Nach Senatsangaben sollen in den nächsten Tagen zwei Großzelte im früheren Flughafen Tegel, in denen bisher Freizeitangebote für die ohnehin beengt wohnenden Ukrainerinnen und Ukrainern stattfanden, mit Betten bestückt und belegt werden. Zwei weitere Großzelte für je 360 Bewohnerinnen und Bewohner sollen neu hinzukommen. Auf dem Flughafengelände wohnen bereits 3 800 Menschen dicht beengt in Zehnpersonenkabinen. Die meisten stammen aus der Ukraine.
Auch im früheren Flughafen Tempelhof sollen neue Kapazitäten erschlossen werden. Bisher sind zwei Hangars und ein Parkplatz mit Wohncontainern bestückt.

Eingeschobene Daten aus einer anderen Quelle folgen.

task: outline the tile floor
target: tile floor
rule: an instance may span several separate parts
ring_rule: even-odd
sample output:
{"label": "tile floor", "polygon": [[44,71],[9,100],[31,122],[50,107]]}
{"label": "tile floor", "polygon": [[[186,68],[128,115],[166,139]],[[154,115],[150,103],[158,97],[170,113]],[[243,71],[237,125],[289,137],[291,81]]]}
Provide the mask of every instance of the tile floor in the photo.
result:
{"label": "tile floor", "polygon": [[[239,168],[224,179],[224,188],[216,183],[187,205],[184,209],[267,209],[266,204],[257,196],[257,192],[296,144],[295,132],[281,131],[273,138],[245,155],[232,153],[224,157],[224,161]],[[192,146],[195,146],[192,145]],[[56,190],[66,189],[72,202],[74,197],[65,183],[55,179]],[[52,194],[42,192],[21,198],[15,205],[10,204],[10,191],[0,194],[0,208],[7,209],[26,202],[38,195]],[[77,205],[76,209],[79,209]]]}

Ein weiterer Parkplatz soll folgen, ob auch ein weiterer Hangar, ist noch nicht entschieden. Zudem will der Senat 1 500 Plätze in Hotels und Hostels für Flüchtlinge anmieten, erklärt Sozialsenatorin Cansel Kiziltepe (SPD).
Neue Grundstücke sind knapp
Höherwertigere Unterkünfte für Flüchtlinge in sogenannten wohnungsähnlichen Modularen Unterkünften für Flüchtlinge (MUF) sind zwar in Bau, doch sie werden nicht im selben Tempo fertiggestellt, wie der Bedarf steigt. Im vergangenen Jahr entstanden 10000 Plätze auf diese Weise, dieses Jahr sind es 6000. Und neue Grundstücke dafür sind im Stadtstaat Berlin knapp.

Georg Classen vom Berliner Flüchtlingsrat kritisiert den Hang zu „Sammellagern“, in denen die Bewohnerinnen und Bewohner keine Privatsphäre haben und ihr Essen nicht selbst kochen können. Er fordert auch die „schnellstmögliche“ Schließung der „menschenunwürdigen, nach außen strikt abgeschotteten und extrem teuren Massenunterkunft“ auf dem früheren Flughafen Tegel. Dort gebe es nur 2,6 Quadratmeter Wohnraum pro Person, die Schlafkabinen werden nicht nach Geschlechtern getrennt belegt, so Classen.